Introduction 

In this challenge, we publish a H&E-stained whole slide image dataset of prostatectomy and biopsy specimens with  annotations performed by experienced pathologists. Additionally, we provide a set of images scanned by multiple scanners to assess the algorithm performance of handling variations caused by image digitalization. The submitted algorithm should not only be accurate enough to detect different Gleason Patterns but also generalized to process images scanned by different scanners. To the best of our knowledge, this is the first challenge in the field of digital pathology that investigate the variations caused by image scanning.

The dataset for this challenge is obtained from National University Hospital, Singapore. The challenge data is released under the creative commons license (CC BY-NC-SA 4.0). The release date of the training data is Apr 1, 2022. Only registered participants can download the data.

21/6/2022 -  Please note that publicly available data is allowed to train the model, including (open) pre-trained nets (This information can be found here. This link is posted on MICCAI Registered Challenge). Private data is prohibited. 


About A!HistoNotes

A!HistoNotes is a annotation platform built on AWS cloud. In this study, all annotations are performed by pathologists using A!HistoNotes



Cohorts

Subset 1: Whole mount images scanned by a Akoya Biosciences scanner

Training set:105 cases 

Test set: 45 cases 


Subset 2: Biopsy images scanned by a Akoya Biosciences scanner

Training set: 37 cases 

Test set: 16 cases 


Subset 3: Whole mount images scanned by multiple scanners

Training set: each specimen is scanned by multiple scanners (Akoya Biosciences, Olympus, Zeiss, Leica, KFBio, Philips). Each scanner scanned 26 cases except 25 for Olympus and 15 for Zeiss. In total, 26*4+25*1 +15*1 = 144 cases. 

Test set: each specimen is scanned by multiple scanners (Akoya Biosciences , Olympus, Zeiss, Leica, KFBio, Philips). Each scanner scanned 12 cases except 7 for Zeiss. In total, 12*5+7*1 = 67 cases. 
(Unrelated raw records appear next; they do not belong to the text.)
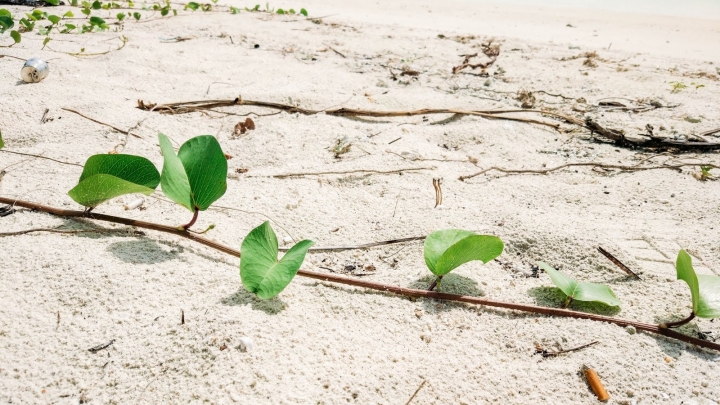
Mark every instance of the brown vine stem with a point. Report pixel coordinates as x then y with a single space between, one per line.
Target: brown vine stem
409 292
678 323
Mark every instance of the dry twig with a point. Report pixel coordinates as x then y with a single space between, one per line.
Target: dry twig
410 292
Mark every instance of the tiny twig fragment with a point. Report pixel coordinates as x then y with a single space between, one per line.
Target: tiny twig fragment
100 347
438 192
618 263
415 393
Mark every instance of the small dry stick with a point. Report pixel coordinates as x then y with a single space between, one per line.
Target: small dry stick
387 288
102 123
618 263
282 176
552 353
438 192
595 383
100 347
415 393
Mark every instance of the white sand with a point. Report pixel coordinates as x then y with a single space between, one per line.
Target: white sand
323 343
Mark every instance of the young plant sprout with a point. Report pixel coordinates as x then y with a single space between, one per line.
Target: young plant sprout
109 176
580 291
704 289
197 176
448 249
260 271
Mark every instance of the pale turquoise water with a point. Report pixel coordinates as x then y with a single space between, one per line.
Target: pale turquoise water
708 9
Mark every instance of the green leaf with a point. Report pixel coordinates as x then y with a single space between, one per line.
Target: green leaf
581 291
97 21
6 23
206 168
197 176
174 181
447 249
705 290
260 271
109 176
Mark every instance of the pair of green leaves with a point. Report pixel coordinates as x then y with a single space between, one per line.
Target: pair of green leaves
260 271
194 178
447 249
580 291
704 289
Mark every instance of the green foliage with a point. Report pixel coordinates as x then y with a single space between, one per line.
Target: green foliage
260 271
447 249
109 176
197 176
705 290
580 291
677 87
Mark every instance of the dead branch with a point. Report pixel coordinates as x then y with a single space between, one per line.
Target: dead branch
282 176
101 123
409 292
601 165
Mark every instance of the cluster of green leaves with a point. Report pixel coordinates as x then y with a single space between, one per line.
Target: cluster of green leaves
704 289
194 178
268 9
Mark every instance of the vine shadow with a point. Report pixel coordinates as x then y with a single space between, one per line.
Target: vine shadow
143 251
242 297
554 298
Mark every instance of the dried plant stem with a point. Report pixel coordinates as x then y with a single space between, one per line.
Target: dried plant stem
101 123
409 169
592 164
409 292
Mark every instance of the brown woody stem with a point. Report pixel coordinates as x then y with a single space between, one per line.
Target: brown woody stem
192 221
678 323
409 292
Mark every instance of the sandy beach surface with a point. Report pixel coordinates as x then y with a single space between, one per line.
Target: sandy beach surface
324 343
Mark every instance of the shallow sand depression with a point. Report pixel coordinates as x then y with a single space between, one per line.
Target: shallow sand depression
325 343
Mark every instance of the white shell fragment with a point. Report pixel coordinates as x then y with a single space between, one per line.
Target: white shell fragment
246 344
34 70
134 204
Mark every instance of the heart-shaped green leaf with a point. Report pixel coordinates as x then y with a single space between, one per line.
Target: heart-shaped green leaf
197 176
581 291
260 271
109 176
447 249
704 289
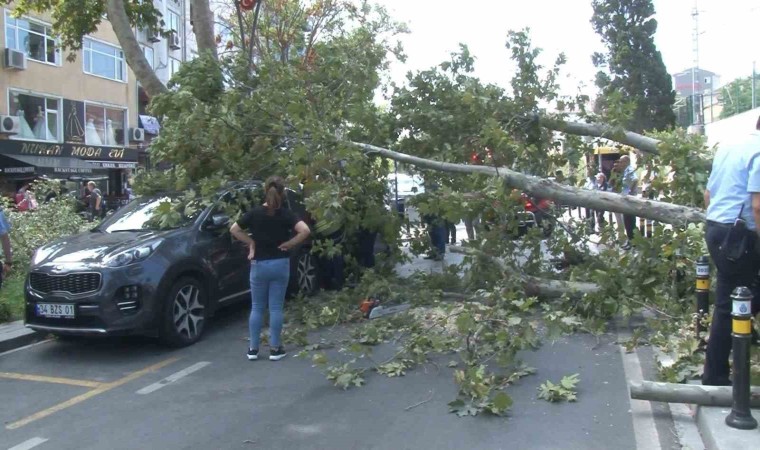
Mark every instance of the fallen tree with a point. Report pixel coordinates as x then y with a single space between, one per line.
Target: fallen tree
564 194
601 130
535 286
688 393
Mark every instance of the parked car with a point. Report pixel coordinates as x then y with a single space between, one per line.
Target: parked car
130 276
403 187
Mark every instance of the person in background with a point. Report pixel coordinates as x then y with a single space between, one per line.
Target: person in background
629 183
451 232
25 200
271 226
590 185
437 229
94 201
732 195
5 239
601 185
615 185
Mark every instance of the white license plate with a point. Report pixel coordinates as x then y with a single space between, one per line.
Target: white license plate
55 310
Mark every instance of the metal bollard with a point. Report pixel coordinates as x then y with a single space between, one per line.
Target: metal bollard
703 296
741 415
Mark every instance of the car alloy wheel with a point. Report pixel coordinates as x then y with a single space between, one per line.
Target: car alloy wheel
188 312
307 274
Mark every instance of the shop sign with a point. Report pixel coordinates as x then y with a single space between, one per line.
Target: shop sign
17 147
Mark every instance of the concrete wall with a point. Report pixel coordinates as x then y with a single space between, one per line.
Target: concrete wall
69 80
737 125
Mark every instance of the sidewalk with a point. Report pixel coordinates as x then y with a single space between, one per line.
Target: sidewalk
716 435
14 335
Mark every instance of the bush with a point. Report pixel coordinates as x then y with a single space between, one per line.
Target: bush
29 231
50 221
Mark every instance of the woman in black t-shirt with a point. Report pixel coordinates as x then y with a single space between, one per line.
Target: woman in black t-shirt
271 227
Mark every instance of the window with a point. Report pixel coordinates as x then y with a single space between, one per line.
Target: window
173 21
104 60
33 38
105 125
38 116
149 55
174 64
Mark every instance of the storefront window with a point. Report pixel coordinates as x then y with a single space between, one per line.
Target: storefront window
173 22
105 126
31 37
38 116
174 64
104 60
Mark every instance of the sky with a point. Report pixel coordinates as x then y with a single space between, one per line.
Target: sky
727 42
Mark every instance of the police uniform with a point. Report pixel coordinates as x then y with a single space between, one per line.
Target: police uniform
735 176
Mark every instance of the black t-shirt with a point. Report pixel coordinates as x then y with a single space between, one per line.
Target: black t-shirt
269 232
93 199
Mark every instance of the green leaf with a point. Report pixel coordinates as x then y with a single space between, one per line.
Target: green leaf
502 401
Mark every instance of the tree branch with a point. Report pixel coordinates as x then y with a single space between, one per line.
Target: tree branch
136 60
600 130
566 195
534 286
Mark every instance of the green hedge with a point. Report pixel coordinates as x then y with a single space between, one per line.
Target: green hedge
29 231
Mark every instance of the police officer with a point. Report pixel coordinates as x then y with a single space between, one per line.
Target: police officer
733 192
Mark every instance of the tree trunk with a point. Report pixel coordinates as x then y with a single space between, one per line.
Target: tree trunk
534 286
136 60
566 195
688 393
601 130
203 21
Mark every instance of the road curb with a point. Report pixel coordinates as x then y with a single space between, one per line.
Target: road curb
14 335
The name of the scanner is specified in the filename of the image. For example, "Subset3_Train_20_Akoya.tiff" and "Subset3_Train_20_Leica.tiff" refer to glass slide "Subset3_Train_20"  scanned by Akoya scanner and Leica scanner respectively, but there is no  "Subset3_Train_20_Olympus.tiff" because glass slide "Subset3_Train_20" was not scanned using Olympus scanner.



Important information

1. In training set, each image comes with a set of binary masks of annotations ("Gleason Pattern3", "Gleason Pattern4", "Gleason Pattern5", "Normal", "Stroma") performed by pathologists. The number of binary masks varies from case to case and maximum is 5. For example, pathologists only annotated "Gleason Pattern3", "Gleason Pattern4" and "Normal" in some cases, so there are only 4 masks for those cases. 
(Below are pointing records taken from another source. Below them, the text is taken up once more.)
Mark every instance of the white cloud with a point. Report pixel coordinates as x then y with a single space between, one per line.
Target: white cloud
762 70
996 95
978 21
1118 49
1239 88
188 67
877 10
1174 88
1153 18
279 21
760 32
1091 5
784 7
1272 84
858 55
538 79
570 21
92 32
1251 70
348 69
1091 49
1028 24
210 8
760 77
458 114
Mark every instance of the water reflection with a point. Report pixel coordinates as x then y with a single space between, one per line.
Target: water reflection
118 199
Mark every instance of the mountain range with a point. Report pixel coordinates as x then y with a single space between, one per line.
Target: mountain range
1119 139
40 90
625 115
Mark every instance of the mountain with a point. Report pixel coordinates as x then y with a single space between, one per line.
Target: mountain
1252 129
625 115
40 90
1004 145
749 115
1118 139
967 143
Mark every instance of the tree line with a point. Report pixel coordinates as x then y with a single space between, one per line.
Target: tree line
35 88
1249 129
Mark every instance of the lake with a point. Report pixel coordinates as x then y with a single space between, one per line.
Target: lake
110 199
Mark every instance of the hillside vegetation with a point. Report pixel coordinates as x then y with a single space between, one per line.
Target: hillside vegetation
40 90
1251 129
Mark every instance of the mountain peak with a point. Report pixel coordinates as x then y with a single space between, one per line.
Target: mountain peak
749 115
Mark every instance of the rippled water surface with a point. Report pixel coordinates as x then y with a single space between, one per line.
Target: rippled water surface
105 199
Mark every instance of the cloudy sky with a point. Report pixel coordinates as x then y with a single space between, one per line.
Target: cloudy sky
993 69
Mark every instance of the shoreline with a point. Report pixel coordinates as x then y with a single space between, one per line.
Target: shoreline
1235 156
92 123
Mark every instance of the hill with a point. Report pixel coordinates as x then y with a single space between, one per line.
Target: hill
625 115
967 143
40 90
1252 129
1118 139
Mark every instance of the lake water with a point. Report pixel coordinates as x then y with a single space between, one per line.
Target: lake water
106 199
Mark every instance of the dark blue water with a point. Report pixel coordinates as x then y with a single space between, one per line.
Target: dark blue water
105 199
2. In some cases, there are overlapping region between masks of different classes, i.e. some pixels are assigned with more than one label. For example, as shown in the figure below, the annotations of Gleason Pattern 3 (G3) and Gleason Pattern 4 (G4) are partially overlapped. This happened when pathologists annotated regions where more than one patterns are mixed together. Participants shall process the binary masks according to their understanding


3. The size of the pixel is 0.5 µm/pixel (20x) for images and annotations. All H&E images are converted from its original formats to " .tiff" using MATLAB. 
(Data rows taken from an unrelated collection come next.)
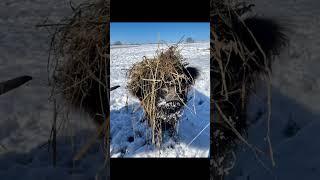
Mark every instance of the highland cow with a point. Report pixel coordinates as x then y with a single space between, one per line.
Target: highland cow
162 85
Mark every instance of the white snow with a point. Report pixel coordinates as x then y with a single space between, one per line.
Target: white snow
125 114
25 112
295 100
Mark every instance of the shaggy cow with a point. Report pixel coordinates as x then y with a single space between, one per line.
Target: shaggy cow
162 86
235 73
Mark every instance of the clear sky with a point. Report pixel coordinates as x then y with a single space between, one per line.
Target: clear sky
148 32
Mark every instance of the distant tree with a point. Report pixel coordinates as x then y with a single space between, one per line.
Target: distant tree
189 40
117 43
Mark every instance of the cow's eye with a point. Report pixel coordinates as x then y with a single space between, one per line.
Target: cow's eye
165 90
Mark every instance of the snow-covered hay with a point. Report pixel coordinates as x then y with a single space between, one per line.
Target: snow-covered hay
80 48
242 51
149 78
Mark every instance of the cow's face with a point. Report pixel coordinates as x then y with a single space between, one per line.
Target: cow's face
172 96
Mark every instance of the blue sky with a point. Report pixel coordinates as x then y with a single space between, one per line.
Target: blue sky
148 32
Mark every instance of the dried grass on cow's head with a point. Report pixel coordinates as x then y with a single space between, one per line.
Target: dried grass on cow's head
77 66
80 64
147 77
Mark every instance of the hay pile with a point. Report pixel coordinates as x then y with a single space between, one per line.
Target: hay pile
234 70
148 77
78 68
81 52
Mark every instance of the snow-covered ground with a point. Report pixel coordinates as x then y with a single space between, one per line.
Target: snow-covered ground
295 119
128 134
25 112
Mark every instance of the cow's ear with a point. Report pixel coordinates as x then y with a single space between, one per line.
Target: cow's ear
192 72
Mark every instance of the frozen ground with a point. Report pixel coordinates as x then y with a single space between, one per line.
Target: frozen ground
25 113
128 138
295 120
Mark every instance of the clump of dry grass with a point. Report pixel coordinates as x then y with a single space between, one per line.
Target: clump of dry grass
233 78
78 65
80 49
147 77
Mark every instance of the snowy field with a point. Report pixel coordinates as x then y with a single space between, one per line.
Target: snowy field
128 134
295 120
25 113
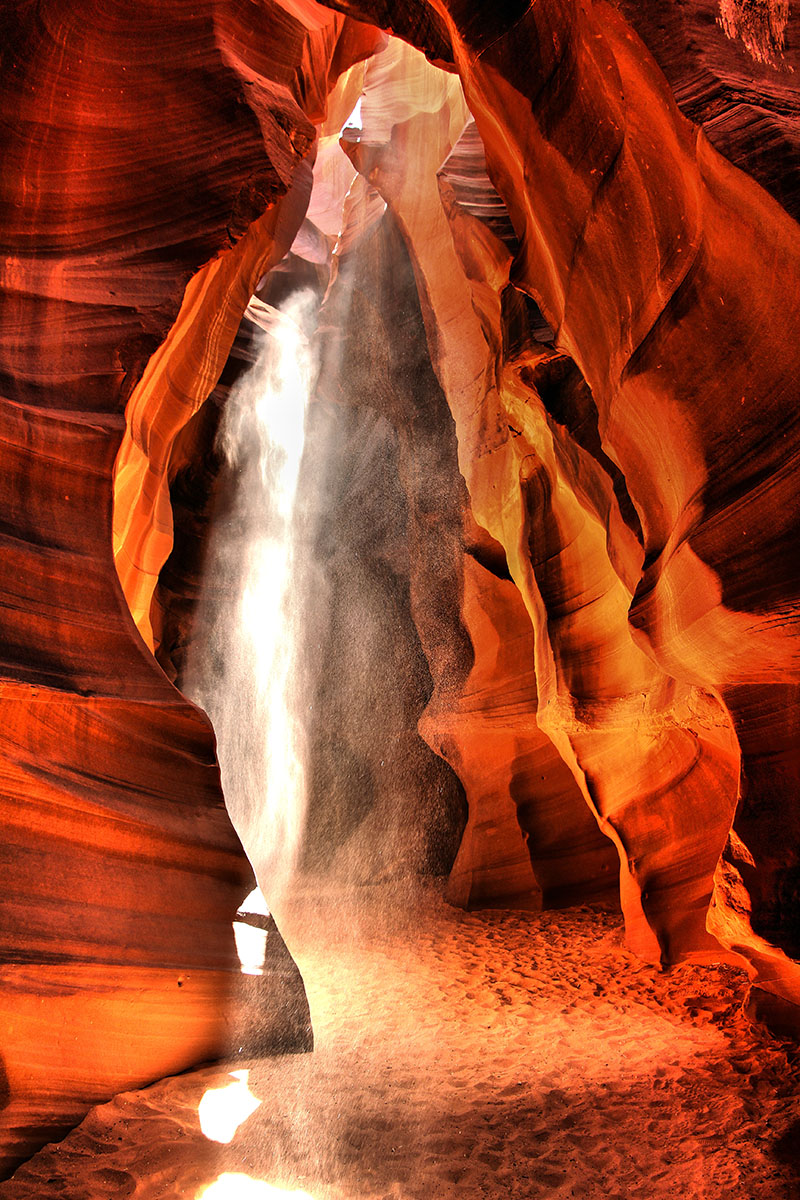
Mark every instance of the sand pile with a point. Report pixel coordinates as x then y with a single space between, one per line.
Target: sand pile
471 1055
4. Manual annotations are performed on images scanned by Akoya Biosciences only. For subset 3, images scanned by different scanners are not aligned with ones scanned by Akoya Biosciences. Therefore, we performed the image registration to transform the original masks to match with images scanned by other scanners.


Target 

Detect different patterns in the images and generate 5 binary masks to indicate Stroma, Normal,  Gleason Pattern 3, Gleason Pattern 4,  Gleason Pattern 5, respectively. Mask can be empty if no tissue of that class is detected. Only fully automated methods are allowed.